[x86 / Bug Fix] Upgrades to CMOV optimisations (Fixes #40307)
Summary
This merge request fixes a bug in the OptPass2Jcc
routine where the wrong-sized registers were sometimes loaded into the operands, causing assembler errors in some configurations.
This request contains three distinct commits:
- The first commit is a pure bug fix to get the job done, and is not too dissimilar from the patch example given by @rasberryrabbit in #40307 (closed).
- The second commit adds some new features to the optimisation in an attempt to reduce register usage and produce more optimal code. There's still room for improvement at a later date.

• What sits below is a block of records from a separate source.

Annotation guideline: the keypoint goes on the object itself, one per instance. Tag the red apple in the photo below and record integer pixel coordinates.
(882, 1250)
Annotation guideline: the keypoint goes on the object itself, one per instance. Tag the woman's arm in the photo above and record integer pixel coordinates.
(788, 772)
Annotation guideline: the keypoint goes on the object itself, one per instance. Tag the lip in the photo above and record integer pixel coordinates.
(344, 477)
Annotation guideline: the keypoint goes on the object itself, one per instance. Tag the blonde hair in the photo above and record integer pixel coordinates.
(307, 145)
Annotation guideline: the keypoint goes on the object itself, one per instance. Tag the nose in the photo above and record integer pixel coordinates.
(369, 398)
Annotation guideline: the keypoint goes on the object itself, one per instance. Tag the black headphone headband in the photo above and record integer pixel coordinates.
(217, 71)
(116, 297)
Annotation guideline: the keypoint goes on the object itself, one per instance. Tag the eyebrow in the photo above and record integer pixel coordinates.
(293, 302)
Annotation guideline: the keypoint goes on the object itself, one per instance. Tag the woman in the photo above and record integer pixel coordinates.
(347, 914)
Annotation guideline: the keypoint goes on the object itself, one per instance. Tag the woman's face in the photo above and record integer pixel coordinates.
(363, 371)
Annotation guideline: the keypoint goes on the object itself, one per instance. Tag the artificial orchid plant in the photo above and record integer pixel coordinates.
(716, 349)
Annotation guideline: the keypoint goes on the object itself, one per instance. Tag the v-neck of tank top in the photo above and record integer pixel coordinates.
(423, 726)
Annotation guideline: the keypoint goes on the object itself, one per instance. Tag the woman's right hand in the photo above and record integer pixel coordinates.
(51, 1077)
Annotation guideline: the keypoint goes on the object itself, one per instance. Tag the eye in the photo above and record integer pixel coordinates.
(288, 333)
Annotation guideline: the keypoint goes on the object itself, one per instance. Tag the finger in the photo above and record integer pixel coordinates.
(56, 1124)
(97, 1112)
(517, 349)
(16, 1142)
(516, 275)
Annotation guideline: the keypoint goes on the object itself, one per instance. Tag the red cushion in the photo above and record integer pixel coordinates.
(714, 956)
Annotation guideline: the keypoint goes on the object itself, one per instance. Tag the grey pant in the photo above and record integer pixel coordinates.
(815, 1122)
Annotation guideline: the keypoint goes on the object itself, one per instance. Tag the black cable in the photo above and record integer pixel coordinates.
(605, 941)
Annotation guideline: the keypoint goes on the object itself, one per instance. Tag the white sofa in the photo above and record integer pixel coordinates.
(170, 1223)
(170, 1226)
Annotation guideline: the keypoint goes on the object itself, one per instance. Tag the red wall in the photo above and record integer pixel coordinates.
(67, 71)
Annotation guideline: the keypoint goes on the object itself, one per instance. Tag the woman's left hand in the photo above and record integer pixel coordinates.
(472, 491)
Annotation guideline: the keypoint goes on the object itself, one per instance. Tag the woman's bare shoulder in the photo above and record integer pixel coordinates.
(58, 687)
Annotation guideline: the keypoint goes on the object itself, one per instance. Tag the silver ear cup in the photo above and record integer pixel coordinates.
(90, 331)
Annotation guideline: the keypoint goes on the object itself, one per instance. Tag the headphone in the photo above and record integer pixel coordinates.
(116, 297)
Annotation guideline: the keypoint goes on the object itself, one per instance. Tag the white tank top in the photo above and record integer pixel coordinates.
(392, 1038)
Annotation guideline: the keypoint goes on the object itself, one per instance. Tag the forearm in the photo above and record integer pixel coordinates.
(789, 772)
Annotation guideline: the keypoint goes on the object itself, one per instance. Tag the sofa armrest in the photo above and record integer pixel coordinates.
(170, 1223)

- The third commit is a test that targets the original
CMOV
bug and also showcases the improvements in the second commit.
System
- Processor architecture: i386, x86_64
What is the current bug behavior?
In some rare situations, a peephole optimisation will load the wrong-sized register into an operand, causing external assembler errors.

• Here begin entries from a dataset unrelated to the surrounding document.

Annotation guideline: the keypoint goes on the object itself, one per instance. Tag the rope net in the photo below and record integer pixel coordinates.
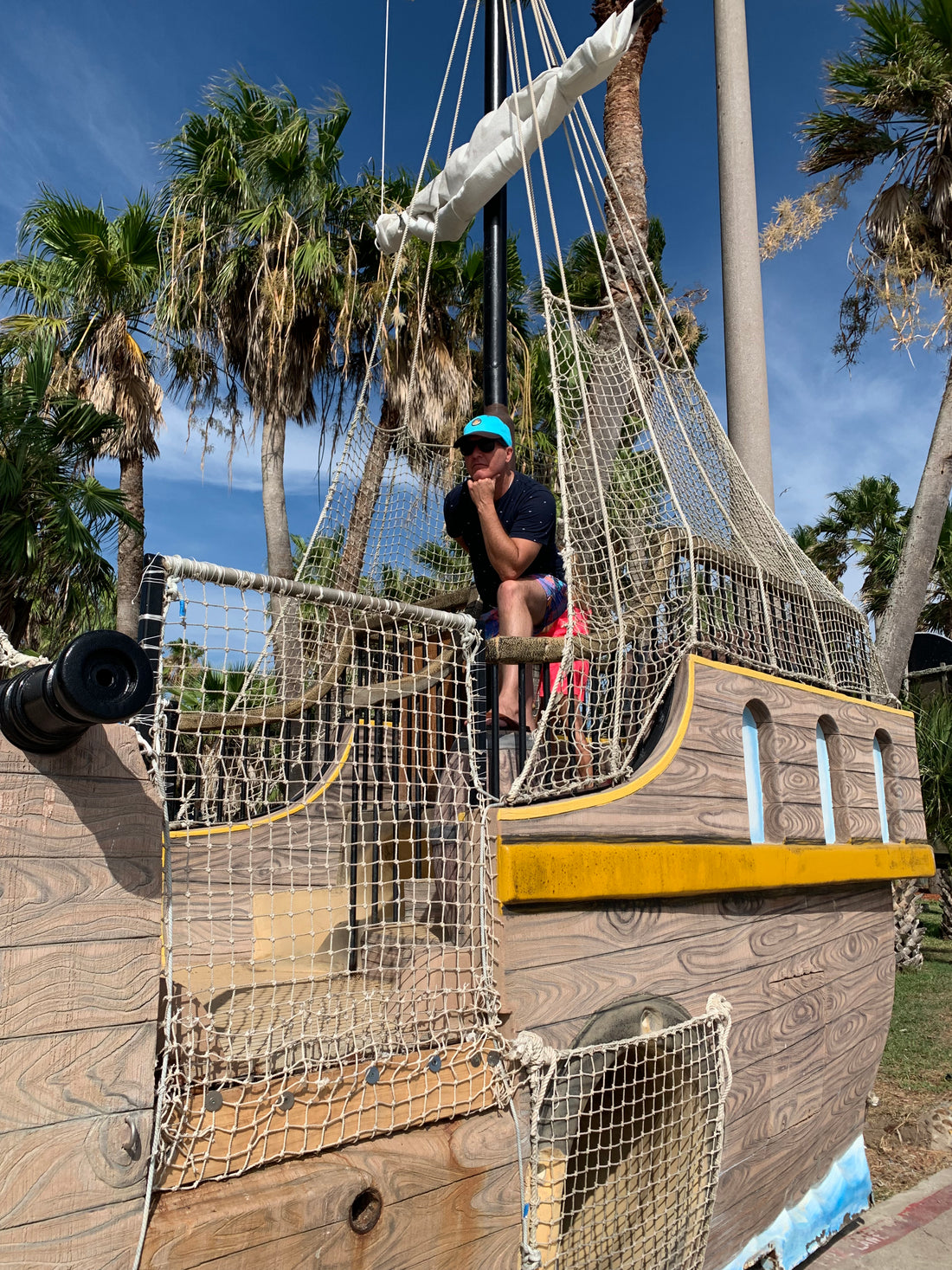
(331, 967)
(626, 1147)
(328, 872)
(668, 548)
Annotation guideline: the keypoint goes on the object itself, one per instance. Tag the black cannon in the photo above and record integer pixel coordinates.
(100, 677)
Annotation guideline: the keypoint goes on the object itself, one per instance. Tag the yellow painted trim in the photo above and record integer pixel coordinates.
(571, 873)
(277, 816)
(582, 802)
(804, 687)
(603, 796)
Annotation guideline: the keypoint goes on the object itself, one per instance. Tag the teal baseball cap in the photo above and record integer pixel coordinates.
(486, 426)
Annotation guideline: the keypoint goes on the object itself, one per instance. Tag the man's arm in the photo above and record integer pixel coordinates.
(511, 558)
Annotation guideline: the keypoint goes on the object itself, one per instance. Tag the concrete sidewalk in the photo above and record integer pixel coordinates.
(909, 1232)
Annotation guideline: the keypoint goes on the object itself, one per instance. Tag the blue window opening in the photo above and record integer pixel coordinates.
(751, 769)
(823, 764)
(881, 790)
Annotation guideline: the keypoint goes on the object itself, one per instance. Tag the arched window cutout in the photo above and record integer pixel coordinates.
(881, 747)
(751, 769)
(823, 766)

What is the behavior after applying this patch?
Such CMOV
optimisations will now always load the correct sized register.
Relevant logs and/or screenshots
Due to its rarity, no changes appear in the RTL or compiler source. However, the assembly dump of tests\webtbs\tw40307.pp
showcases the situation nicely (this is shown under x86_64-win64... it's harder to showcase on i386 because of the limited number of registers).
Trunk:
.section .text.n_p$tw40307_$$_setparams$boolean$toutstruct,"ax"
.balign 16,0x90
.globl P$TW40307_$$_SETPARAMS$BOOLEAN$TOUTSTRUCT
P$TW40307_$$_SETPARAMS$BOOLEAN$TOUTSTRUCT:
.Lc2:
movw $16,%r10w
movw $32,%ax
testb %cl,%cl
movl $8,%ecx
cmovnew %r10w,%ax
cmovnel %r10w,%ecx ; // <-- Will cause an assembler error because we're using a word-sized register in a DWORD-sized operation
movw %ax,(%rdx)
movl %ecx,4(%rdx)
.Lc3:
ret
.Lc1:
First commit - code now compiles correctly:
.section .text.n_p$tw40307_$$_setparams$boolean$toutstruct,"ax"
.balign 16,0x90
.globl P$TW40307_$$_SETPARAMS$BOOLEAN$TOUTSTRUCT
P$TW40307_$$_SETPARAMS$BOOLEAN$TOUTSTRUCT:
.Lc2:
movw $16,%r10w
movl $16,%r11d ; // <-- A different DWORD-sized register is now used
movw $32,%ax
testb %cl,%cl
movl $8,%ecx
cmovnew %r10w,%ax
cmovnel %r11d,%ecx ; // <-- Register is correct size
movw %ax,(%rdx)
movl %ecx,4(%rdx)
.Lc3:
ret
.Lc1:
Second commit - optimises size and register usage:
.section .text.n_p$tw40307_$$_setparams$boolean$toutstruct,"ax"
.balign 16,0x90
.globl P$TW40307_$$_SETPARAMS$BOOLEAN$TOUTSTRUCT
P$TW40307_$$_SETPARAMS$BOOLEAN$TOUTSTRUCT:
.Lc2:
movl $16,%r10d ; // <-- %r10d can be successfully used for both the word-sized and DWORD-sized CMOV instructions
movw $32,%ax
testb %cl,%cl
movl $8,%ecx
cmovnew %r10w,%ax
cmovnel %r10d,%ecx ; // <-- Register is correct size
movw %ax,(%rdx)
movl %ecx,4(%rdx)
.Lc3:
ret
.Lc1:
Additional Notes
i386-win32
and x86_64-win64
pass without incident or regression.